Registration Dossier

Administrative data

Hazard for aquatic organisms

Freshwater

Hazard assessment conclusion:
PNEC aqua (freshwater)
PNEC value:
1.7 µg/L
Assessment factor:
10
Extrapolation method:
assessment factor
PNEC freshwater (intermittent releases):
0.9 µg/L

Marine water

Hazard assessment conclusion:
PNEC aqua (marine water)
PNEC value:
0.17 µg/L
Assessment factor:
100
Extrapolation method:
assessment factor

STP

Hazard assessment conclusion:
PNEC STP
PNEC value:
65 000 µg/L
Assessment factor:
1
Extrapolation method:
assessment factor

Sediment (freshwater)

Hazard assessment conclusion:
no exposure of sediment expected

Sediment (marine water)

Hazard assessment conclusion:
no exposure of sediment expected

Hazard for air

Air

Hazard assessment conclusion:
no hazard identified

Hazard for terrestrial organisms

Soil

Hazard assessment conclusion:
PNEC soil
PNEC value:
568 µg/kg soil dw
Assessment factor:
1 000
Extrapolation method:
assessment factor

Hazard for predators

Secondary poisoning

Hazard assessment conclusion:
no potential for bioaccumulation

Additional information

Aquatic toxicity studies with subtilisin revealed that the species most sensitive to the test substance was the invertebrate Daphnia magna for acute effects and fish for chronic effects. Results from the acute toxicity to Daphnia magna are thus used for estimation of PNEC(intermittent release) and from the long-term study in fish to derive PNEC(water).

The PNEC value for STP is based on actual measurements of subtilisin levels in STP connected to manufacturing site. Up to 65000 µg active enzyme protein (aep) were detected in STP connected to manufacturing site and since there was no negative impact observed, this concentration is the estimated PNEC value for STP.

PNEC values for sediment exposure have not been derived because subtilisin is readily biodegradable, highly water soluble and has a very low potential for adsorption to sediments. Exposure of the sediment to toxicologically significant concentrations of the substance is thus not expected.

The PNEC value for soil has been derived from the acute toxicity to earthworm study (PNEC soil).

Subtilisin is not expected to cause any significant secondary poisoning as it is ready biodegradable and has no bioaccumulation potential. Furthermore, as subtilisin is a protein it is expected to be degraded in the gastrointestinal tract. Thus PNEC oral is thus not relevant.

Conclusion on classification

Based on the aquatic toxicity data subtilisin is classified as acute toxic to aquatic organism category 1 and chronic toxicity to aquatic organisms category 2.

Classification is based on active enzyme protein content because the toxicity of subtilisin is caused by its catalytic activity.

Acute aquatic classification is based on the results from aquatic acute toxicity studies to Daphnia magna, which was observed to be the most sensitive species towards acute effects.

The EC50 values for acute toxicity to Daphnia magna ranged between 90 and 12400 µg active enzyme protein (aep)/L with a geometric mean of 586 µg aep/L. Based on these results subtilisin is classified as acute toxic to aquatic organism category 1. The effect of long-term aquatic exposure to subtilisin has been assessed in the early life stage test (ELS), daphnia reproduction assay and in algae.
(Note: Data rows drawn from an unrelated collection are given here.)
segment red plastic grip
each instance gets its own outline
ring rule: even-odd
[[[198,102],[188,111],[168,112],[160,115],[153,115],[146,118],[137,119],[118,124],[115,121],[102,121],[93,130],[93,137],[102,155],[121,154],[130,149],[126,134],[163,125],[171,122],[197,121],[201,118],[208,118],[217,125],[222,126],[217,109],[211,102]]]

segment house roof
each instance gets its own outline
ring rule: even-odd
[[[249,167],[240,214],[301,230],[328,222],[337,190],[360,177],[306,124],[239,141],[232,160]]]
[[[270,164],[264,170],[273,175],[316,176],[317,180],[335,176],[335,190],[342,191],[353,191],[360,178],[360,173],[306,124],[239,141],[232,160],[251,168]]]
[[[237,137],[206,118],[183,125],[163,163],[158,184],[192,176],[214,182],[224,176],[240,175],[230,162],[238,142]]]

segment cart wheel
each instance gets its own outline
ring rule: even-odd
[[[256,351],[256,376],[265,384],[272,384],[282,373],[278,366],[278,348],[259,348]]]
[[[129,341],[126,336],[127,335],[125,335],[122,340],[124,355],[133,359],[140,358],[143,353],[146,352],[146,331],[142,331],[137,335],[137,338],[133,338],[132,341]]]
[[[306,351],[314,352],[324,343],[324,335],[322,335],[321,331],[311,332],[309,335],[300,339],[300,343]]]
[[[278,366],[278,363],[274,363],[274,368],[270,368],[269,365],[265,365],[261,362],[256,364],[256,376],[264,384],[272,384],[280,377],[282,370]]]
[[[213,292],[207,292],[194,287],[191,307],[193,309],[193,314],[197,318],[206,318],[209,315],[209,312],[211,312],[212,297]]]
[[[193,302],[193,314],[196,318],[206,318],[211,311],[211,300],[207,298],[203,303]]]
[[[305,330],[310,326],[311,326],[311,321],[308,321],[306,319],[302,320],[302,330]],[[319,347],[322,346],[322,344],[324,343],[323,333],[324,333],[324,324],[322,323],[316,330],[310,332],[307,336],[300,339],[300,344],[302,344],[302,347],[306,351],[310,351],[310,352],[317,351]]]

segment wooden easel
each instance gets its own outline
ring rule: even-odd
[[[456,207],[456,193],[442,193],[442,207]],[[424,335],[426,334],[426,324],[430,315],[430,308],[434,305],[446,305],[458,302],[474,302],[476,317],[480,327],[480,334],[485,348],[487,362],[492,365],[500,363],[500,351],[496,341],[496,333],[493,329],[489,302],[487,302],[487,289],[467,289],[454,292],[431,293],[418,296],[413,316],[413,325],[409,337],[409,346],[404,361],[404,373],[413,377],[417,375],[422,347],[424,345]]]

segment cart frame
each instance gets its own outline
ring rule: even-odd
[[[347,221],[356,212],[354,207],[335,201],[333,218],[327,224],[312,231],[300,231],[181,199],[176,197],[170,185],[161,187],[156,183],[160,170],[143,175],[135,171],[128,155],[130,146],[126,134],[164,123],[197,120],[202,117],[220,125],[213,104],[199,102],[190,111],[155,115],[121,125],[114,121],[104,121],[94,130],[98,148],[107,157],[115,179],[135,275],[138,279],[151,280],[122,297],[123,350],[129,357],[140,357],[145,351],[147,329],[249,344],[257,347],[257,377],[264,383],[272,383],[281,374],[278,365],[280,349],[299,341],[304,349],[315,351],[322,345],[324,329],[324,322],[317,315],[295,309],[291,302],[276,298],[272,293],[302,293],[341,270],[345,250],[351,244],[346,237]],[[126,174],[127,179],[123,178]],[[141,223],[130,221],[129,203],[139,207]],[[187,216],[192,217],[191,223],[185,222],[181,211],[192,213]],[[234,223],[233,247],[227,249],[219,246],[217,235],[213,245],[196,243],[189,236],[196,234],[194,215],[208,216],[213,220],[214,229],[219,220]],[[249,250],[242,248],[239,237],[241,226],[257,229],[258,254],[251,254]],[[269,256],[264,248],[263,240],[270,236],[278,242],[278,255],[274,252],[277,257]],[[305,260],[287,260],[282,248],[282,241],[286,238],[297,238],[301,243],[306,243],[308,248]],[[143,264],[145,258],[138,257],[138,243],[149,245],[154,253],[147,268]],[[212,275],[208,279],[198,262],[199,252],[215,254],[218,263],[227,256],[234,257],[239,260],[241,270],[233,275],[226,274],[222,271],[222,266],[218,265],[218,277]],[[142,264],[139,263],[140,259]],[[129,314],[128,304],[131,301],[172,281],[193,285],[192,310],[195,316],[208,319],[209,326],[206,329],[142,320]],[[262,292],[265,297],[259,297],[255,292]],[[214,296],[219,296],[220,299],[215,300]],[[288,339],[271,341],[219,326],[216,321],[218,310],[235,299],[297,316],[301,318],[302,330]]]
Fish were found to be the most sensitive species. In total two ELS have been performed in flow through systems in order to keep the exposure concentrations constant. Although both tests were performed in flow-through systems, exposure concentration could only be kept constant in one of the two studies. Subtilisin is unstable in aquatic media and it is thus crucial when performing a longterm aquatic toxicity study with subtilisin to optimize and adjust the test design in order to avoid degradation/inactivation during exposure. In addition, samples must be handled very carefully in order to avoid degradation/inactivation of enzyme protein during storage and transport. The selected key study was designed taking the special properties of subtilisin in consideration in order to keep exposure concentrations constant. Not only was the flow velocity optimized, but also preparation of the test media. In addition, exposure concentration analysis were performed immediately after sample collection in order to avoid any loose of activity during storage. This resulted in constant exposure concentrations making it possible to calculate actual effect levels. The results from this study are thus used for classification of subtilisin. Based on the derived EC10 value of 0.017 mg AEP/L from the selected key study in fish subtilisin is classified as aquatic chronic 2.